Cohesin extrudes further through quiescent regions than active regions. a Most CTCF-mediated looping contacts do not reflect the fully extruded state. Estimate is obtained using left TF-protected (start and end at least 15 bp from motif center, length < 115) fragments that overlap FactorFinder identified CBS (+) and have an interaction length greater than 10kb. For each CBS with at least 50 long-range TF-protected fragments overlapping the motif, % convergent is calculated as the number of interaction partners overlapping CTCF (−) motifs / total number of fragments at motif. Because this estimate is conditional on CTCF binding at the anchor, we divide estimates by two to account for the ~50% occupancy of CTCF. b Depiction of how regions were annotated using ChromHMM. Correlation (c) and fragment (d) heatmaps for ChromHMM annotated unique 1 MB regions downstream of left fragments overlapping CTCF (+) binding sites. All other plots in this figure are filtered to TF-protected (fragment length < 115 bp, start and end at least 15 bp from motif center) fragments. Density (e) and P(S) curves (f) for chromatin state clusters shown in (c,d), filtered to the top 20%. Chromatin annotations making up each cluster are added together and quantiles are obtained to determine fragments in the top 20% of active chromatin, quiescent chromatin, and bivalent / polycomb chromatin. g Ridge plots for the bottom 10% quantile (“Low”) and top 10% quantile (“High”) of H3K27ac bp and number of RNAPII binding sites.

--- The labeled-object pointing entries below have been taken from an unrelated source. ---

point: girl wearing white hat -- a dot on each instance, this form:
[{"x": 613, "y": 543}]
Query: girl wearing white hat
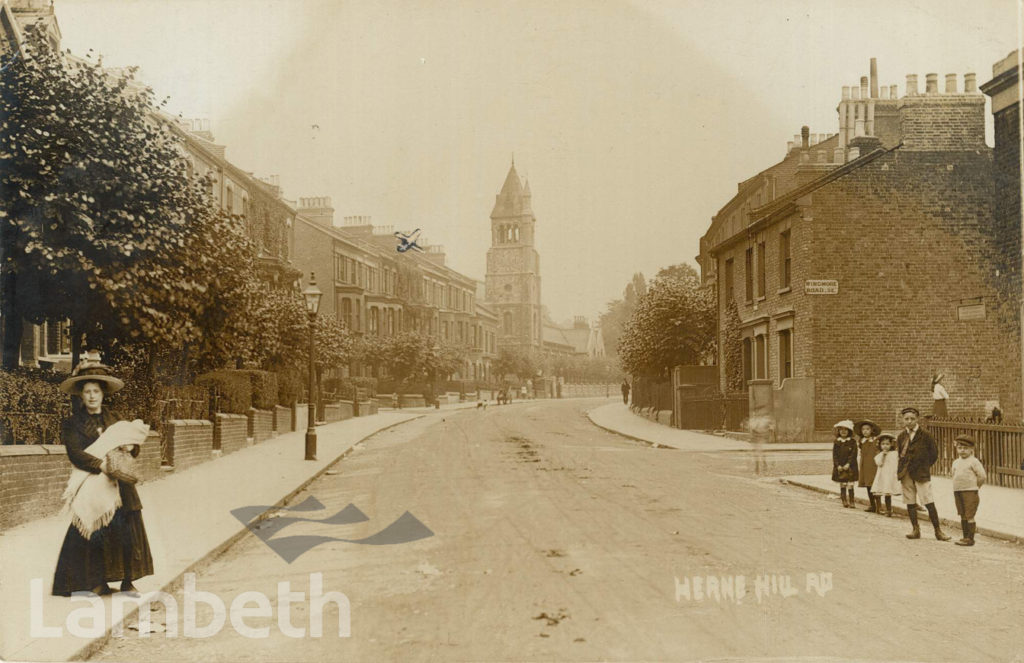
[{"x": 845, "y": 461}]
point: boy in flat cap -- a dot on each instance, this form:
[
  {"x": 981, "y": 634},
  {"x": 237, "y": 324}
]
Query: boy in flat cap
[
  {"x": 969, "y": 475},
  {"x": 916, "y": 455}
]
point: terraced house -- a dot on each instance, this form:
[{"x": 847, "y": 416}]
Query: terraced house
[
  {"x": 373, "y": 289},
  {"x": 865, "y": 261}
]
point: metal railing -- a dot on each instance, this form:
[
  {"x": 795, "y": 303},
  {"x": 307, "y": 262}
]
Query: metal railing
[{"x": 999, "y": 448}]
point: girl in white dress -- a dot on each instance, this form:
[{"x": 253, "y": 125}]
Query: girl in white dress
[{"x": 886, "y": 484}]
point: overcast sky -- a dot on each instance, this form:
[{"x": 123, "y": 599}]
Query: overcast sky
[{"x": 634, "y": 121}]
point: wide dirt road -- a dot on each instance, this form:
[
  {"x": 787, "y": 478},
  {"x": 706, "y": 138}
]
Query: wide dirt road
[{"x": 554, "y": 540}]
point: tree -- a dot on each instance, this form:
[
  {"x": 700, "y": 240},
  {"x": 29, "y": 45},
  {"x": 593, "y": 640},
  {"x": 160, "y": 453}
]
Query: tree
[
  {"x": 619, "y": 312},
  {"x": 732, "y": 349},
  {"x": 100, "y": 220},
  {"x": 673, "y": 324}
]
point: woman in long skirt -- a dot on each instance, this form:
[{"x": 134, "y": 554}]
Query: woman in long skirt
[{"x": 113, "y": 547}]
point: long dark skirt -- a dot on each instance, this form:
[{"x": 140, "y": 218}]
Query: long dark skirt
[{"x": 118, "y": 551}]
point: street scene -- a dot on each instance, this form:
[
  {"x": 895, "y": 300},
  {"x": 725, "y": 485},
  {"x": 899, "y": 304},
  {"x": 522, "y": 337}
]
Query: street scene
[{"x": 640, "y": 330}]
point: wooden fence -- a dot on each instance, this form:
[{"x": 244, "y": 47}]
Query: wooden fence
[
  {"x": 999, "y": 448},
  {"x": 651, "y": 394},
  {"x": 713, "y": 413}
]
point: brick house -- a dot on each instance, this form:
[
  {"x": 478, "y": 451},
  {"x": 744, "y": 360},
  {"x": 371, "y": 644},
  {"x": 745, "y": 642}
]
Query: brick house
[
  {"x": 372, "y": 289},
  {"x": 866, "y": 261},
  {"x": 1005, "y": 90}
]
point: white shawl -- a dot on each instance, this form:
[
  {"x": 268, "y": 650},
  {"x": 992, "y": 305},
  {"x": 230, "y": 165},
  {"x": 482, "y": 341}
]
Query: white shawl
[{"x": 92, "y": 499}]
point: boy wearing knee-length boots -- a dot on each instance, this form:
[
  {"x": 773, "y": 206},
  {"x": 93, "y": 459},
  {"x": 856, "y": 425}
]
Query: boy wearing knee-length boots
[
  {"x": 916, "y": 455},
  {"x": 969, "y": 477}
]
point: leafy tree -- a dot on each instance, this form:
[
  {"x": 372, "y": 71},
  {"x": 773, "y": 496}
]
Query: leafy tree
[
  {"x": 732, "y": 349},
  {"x": 673, "y": 324},
  {"x": 619, "y": 312},
  {"x": 99, "y": 218}
]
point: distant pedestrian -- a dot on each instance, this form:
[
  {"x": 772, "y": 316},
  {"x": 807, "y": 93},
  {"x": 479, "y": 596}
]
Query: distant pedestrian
[
  {"x": 916, "y": 455},
  {"x": 868, "y": 448},
  {"x": 886, "y": 484},
  {"x": 939, "y": 398},
  {"x": 845, "y": 461},
  {"x": 969, "y": 477}
]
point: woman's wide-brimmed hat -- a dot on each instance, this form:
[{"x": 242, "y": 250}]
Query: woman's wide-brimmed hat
[
  {"x": 90, "y": 369},
  {"x": 845, "y": 423},
  {"x": 876, "y": 428}
]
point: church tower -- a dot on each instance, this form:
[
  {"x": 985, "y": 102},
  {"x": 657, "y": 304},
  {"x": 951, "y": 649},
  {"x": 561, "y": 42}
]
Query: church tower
[{"x": 512, "y": 285}]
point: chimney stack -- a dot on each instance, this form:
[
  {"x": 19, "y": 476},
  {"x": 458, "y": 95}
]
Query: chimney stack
[{"x": 911, "y": 84}]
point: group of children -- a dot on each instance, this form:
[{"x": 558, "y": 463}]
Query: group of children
[{"x": 878, "y": 471}]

ChIP-seq from ENCODE was used to annotate 1 MB downstream of left fragments overlapping CBS (+) for this figure. h Diagram illustrating differences in extrusion rates between active and quiescent chromatin states, with numbers obtained from Supp Fig. 3.

Fig. 6

Schematic of proposed model whereby single promoter-proximal CTCF sites enable an enrichment of enhancer-promoter contacts.